Methods of closing your business
Closing your business depends on various factors. The first factor is what kind of business you have: is it a limited company, partnership, or are you self employed?
For this article, we’ll assume that you’re running a limited company.
A limited company is a company that has shares and shareholders. Again, there are factors that will determine your next steps such as – is the business solvent or insolvent?
What it means to be solvent
You are solvent if you have enough assets to cover your debts once you liquidate. For solvent companies, you can either choose a strike off or Member’s Voluntary Liquidation (also known as a dissolution).
If you can’t pay off your debts though, then you are considered insolvent. The control is handed over the business’ creditors (people who your business owes money to).
What is a Voluntary Strike Off
A strike off means that your business will be struck off the Companies House Register. This process can be undertaken by the company’s directors, making a more affordable option.
However, there is a catch:
You have to meet the following criteria to undertake a strike off:
- You must have kept the same business name in the preceding three months
- You have not done any business or sold any stock in the preceding three months.
- The business must not be threatened by liquidation
- The company must be solvent
There are serious consequences if you have your company struck off while you don’t meet the requirements.
For example, if your company is actually insolvent, you could face personal liability and even fifteen years of being disqualified from starting another company.
What is a Members Voluntary Liquidation (dissolution)
Unlike a Strike Off, a liquidation is carried out by a licensed insolvency practitioner.
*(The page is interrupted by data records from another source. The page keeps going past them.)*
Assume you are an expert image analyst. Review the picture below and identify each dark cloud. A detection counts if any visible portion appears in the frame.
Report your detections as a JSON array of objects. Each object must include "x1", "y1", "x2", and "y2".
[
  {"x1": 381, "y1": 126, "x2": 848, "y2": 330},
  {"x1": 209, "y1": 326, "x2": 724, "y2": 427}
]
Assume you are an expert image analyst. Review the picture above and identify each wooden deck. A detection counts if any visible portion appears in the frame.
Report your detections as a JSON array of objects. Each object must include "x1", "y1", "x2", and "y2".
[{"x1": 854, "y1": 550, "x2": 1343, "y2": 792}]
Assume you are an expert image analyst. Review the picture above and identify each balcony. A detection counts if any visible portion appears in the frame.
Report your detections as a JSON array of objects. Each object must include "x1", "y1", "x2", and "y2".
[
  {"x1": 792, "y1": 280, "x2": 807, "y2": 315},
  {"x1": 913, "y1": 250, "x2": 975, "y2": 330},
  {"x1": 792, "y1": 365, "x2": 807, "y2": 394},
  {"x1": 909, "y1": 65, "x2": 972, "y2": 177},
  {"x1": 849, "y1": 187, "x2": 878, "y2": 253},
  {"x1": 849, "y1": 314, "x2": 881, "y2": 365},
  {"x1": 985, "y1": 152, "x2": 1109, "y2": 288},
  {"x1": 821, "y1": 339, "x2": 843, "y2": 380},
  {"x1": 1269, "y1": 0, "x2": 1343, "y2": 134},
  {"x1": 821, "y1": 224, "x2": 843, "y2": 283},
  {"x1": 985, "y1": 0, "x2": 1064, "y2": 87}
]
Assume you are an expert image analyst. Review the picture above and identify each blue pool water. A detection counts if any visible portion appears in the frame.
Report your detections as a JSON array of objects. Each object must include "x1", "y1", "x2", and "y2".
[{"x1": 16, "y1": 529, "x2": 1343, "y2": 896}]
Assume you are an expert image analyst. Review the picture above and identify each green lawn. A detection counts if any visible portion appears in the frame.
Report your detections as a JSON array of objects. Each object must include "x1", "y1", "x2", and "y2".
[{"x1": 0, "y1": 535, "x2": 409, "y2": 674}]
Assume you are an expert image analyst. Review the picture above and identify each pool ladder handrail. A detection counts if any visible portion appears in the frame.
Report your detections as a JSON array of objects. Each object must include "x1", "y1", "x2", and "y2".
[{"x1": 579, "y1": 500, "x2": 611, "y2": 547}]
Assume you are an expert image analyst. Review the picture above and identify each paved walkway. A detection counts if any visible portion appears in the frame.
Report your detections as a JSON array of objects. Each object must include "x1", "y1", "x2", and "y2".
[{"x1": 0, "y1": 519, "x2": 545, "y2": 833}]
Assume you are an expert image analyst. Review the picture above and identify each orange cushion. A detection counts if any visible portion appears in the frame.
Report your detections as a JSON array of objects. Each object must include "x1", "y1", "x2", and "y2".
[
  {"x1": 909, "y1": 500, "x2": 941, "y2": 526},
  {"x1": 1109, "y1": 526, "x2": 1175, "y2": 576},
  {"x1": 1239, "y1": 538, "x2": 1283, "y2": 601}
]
Such professionals are easy to seek out – usually they are businesses that deeply understand UK laws and specialize in UK company closure.
This means that you’ll be paying more to close your company. However, this may be preferable when you are strapped for time.
Which should you choose- Strike Off or Liquidation?
So should you choose a strike off or liquidation? Let’s go over the factors we discussed earlier:
Of the two, striking off is the more cost effective option because this is something you can do yourself, rather than hiring a professional.
Do you meet the requirements of Striking Off
You can refer to the criteria for a Strike Off that we shared earlier. In essence, to qualify for a strike off, your company would have been dormant for some time.
With a strike off, the directors must ensure that no threats of legal action exist, or that the company does not face any threats of liquidation. If these requirements are not met, you could face personal liability. A Member’s Voluntary Liquidation involves a professional liquidator which guarantees that all laws surrounding a winding up are followed, thereby reducing your risk.
The reasons for closing the company
These are the situations where a Member’s Voluntary Liquidation might be preferred:
- No one wants to carry on the business any more
- The owner of the business wants to use the assets of the current company in another business
- During a reorganization where the current company is redundant.
There are two main ways to shut down your business if it is still solvent: a strike off and a member’s voluntary liquidation (dissolution). We went over the requirements for strike off and some reason that you might choose one over the other.
You should remember that the process to shut down your business varies greatly. There are different avenues to explore if you’re a partnership or self-employed. There is also another procedure still if you are not solvent.